A group of computer scientists from Ruder Boškovic Institute (RBI) in Zagreb, Croatia, developed and launched the Quantum Random Bit Generator Service (QRBGS) whose range of applications spans fields as diverse as advanced scientific simulations, cryptographic data protection and security applications, as well as virtual entertainment – including online gambling and computer games.
Ordinary random number generators found in most computers in use today are 'pseudo-random' numbers that use various algorithms to pick the numbers from large pre-compiled databases of numbers obtained by methods such as rolling the dice.
Anyone who has access to such a database from which the pseudo-random number is picked, can accurately predict the next number that comes out of such generators.

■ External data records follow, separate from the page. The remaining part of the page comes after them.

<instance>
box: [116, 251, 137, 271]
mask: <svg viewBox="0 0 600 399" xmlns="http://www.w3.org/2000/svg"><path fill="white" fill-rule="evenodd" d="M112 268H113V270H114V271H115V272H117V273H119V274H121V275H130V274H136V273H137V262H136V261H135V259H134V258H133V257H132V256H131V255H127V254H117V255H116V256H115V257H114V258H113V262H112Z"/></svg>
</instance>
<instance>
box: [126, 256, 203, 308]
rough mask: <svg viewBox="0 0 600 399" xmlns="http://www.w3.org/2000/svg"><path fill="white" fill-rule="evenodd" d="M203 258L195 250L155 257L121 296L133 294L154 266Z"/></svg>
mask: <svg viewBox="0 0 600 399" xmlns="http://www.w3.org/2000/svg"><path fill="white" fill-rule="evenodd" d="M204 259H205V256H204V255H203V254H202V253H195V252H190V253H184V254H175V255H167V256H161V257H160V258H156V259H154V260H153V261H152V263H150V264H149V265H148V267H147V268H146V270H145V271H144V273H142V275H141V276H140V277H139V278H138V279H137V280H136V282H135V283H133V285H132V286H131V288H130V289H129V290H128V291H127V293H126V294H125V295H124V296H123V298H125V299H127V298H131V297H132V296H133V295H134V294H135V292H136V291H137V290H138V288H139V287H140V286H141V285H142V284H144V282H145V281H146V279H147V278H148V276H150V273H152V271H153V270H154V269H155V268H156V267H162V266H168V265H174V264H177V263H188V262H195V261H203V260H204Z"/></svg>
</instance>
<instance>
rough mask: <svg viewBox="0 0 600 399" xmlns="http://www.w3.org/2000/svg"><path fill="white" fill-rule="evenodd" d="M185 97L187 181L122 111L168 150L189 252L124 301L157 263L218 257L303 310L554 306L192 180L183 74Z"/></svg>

But, the 'Quantum Random Bit Generator' (QRBG121), which is the engine for QRBGS, is a fast non-deterministic random bit (number) generator whose randomness relies on intrinsic randomness of the quantum physical process of photonic emission in semiconductors and subsequent detection by photoelectric effect.
RBI’s service enables real-time internet access to QRGB device through several network access modes, such as C/C++ libraries, web services and Mathematica/Matlab client add-ons.
The QRBG device itself is located and operated at the RBI and is connected to the internet through advanced computer technologies such as computer clusters and GRID networks.